Chi potrebbe modificare i rapporti di forza nella direzione del Partito Democratico di oggi è Franceschini. Il democristiano di vecchio corso, l’uomo che nella scorsa legislatura controllava i gruppi parlamentari e nel 2014 tolse i suoi voti a Enrico Letta per consegnarli a Renzi, oggi viene considerato l’unico in grado di avere le armi politiche per sottrarre consensi a Renzi in direzione, indebolendolo così nel partito. La conta di oggi nel Pd sarà importante perché per la prima volta saranno tutti contro Renzi, esplicitamente.

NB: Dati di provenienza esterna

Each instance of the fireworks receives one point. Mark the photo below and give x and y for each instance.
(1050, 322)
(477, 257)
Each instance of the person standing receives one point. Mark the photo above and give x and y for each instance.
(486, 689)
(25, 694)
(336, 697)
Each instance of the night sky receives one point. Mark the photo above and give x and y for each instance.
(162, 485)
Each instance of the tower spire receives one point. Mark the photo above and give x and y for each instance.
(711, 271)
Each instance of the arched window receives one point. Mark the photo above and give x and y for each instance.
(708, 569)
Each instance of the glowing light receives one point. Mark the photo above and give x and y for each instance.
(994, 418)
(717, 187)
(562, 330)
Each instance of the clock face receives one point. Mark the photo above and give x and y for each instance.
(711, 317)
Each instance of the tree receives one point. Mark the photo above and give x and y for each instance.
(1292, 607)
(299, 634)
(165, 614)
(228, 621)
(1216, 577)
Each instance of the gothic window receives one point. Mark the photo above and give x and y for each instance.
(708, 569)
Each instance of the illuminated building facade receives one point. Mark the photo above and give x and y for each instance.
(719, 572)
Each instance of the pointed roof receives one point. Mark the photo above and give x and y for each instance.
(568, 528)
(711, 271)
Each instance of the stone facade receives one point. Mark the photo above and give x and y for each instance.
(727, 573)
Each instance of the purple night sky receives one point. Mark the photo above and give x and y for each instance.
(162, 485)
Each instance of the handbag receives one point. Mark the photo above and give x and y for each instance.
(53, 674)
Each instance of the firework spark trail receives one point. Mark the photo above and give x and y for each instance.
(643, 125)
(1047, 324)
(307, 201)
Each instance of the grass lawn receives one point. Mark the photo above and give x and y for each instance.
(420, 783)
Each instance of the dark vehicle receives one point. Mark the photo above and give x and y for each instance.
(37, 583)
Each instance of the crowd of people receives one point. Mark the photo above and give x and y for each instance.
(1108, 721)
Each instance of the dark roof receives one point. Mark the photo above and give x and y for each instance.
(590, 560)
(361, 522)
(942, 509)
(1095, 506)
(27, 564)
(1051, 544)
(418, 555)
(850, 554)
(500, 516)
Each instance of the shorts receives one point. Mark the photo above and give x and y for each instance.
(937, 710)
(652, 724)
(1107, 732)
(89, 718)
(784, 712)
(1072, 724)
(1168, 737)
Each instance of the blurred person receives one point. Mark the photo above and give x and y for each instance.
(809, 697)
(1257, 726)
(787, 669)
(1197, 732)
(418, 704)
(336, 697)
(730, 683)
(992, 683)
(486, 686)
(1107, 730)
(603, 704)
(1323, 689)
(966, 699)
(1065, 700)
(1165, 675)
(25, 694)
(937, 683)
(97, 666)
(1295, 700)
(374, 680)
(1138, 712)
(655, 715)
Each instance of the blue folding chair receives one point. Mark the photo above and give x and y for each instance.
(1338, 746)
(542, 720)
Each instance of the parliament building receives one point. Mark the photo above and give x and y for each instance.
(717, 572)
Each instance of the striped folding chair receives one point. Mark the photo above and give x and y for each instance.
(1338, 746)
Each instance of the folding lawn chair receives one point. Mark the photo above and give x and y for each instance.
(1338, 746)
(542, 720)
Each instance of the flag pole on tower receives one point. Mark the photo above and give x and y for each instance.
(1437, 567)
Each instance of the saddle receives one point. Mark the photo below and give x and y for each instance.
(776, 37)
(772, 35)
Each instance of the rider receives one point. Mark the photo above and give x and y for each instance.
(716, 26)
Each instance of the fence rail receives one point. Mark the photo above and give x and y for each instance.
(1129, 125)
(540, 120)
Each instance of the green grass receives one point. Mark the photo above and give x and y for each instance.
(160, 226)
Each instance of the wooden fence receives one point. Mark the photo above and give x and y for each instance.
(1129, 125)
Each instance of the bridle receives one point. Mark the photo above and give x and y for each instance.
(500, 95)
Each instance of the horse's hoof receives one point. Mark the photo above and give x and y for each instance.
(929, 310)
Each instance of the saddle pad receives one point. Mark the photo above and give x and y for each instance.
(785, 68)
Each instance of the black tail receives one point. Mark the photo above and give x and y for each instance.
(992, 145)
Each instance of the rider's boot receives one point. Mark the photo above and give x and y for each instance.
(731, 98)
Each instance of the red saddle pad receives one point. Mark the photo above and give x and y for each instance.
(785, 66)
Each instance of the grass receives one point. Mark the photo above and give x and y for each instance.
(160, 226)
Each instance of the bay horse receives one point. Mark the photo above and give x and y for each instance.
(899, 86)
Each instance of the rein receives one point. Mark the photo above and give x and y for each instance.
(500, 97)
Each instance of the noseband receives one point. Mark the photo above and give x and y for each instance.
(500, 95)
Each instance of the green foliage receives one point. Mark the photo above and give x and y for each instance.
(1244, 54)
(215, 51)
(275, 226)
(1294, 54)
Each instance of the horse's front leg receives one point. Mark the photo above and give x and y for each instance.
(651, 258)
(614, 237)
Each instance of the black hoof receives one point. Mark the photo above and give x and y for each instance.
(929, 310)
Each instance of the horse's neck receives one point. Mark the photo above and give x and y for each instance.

Ma è un risultato parziale, incompleto. La giornata di ieri è trascorsa senza che si trovasse un accordo su cosa proporre: un ordine del giorno, oppure l’approvazione della relazione che Martina leggerà domani. Il reggente è stato sconfessato in pubblico da Renzi, non in una sede di partito ma in televisione, rispetto all’ipotesi di un dialogo col Movimento 5 Stelle. Sarebbe abbastanza perché si dimettesse accelerando verso il congresso ma in questo momento ai non renziani il congresso non conviene.
Se Renzi rimane Renzi, gli ‘altri’ non hanno una linea comune e non hanno un candidato comune in grado di battere il senatore di Firenze. Ecco perché si muovono con quella che appare come una prudenza perfino eccessiva. La loro paura è che oggi Renzi in direzione attacchi Martina in maniera frontale, decidendo per la prova di forza finale. Nelle ore prima dell’appuntamento al Nazareno, oggi alle 15, altre riunioni.
Uscirà forse la strategia comune dei non renziani e sarà più chiara la posizione renziana. Ma la nemmeno oggi il Pd darà le risposte che il paese attende. Quale linea politica ha il partito che rappresenta quel che resta del centrosinistra in Italia? Quale idea di futuro? Quali politiche concrete?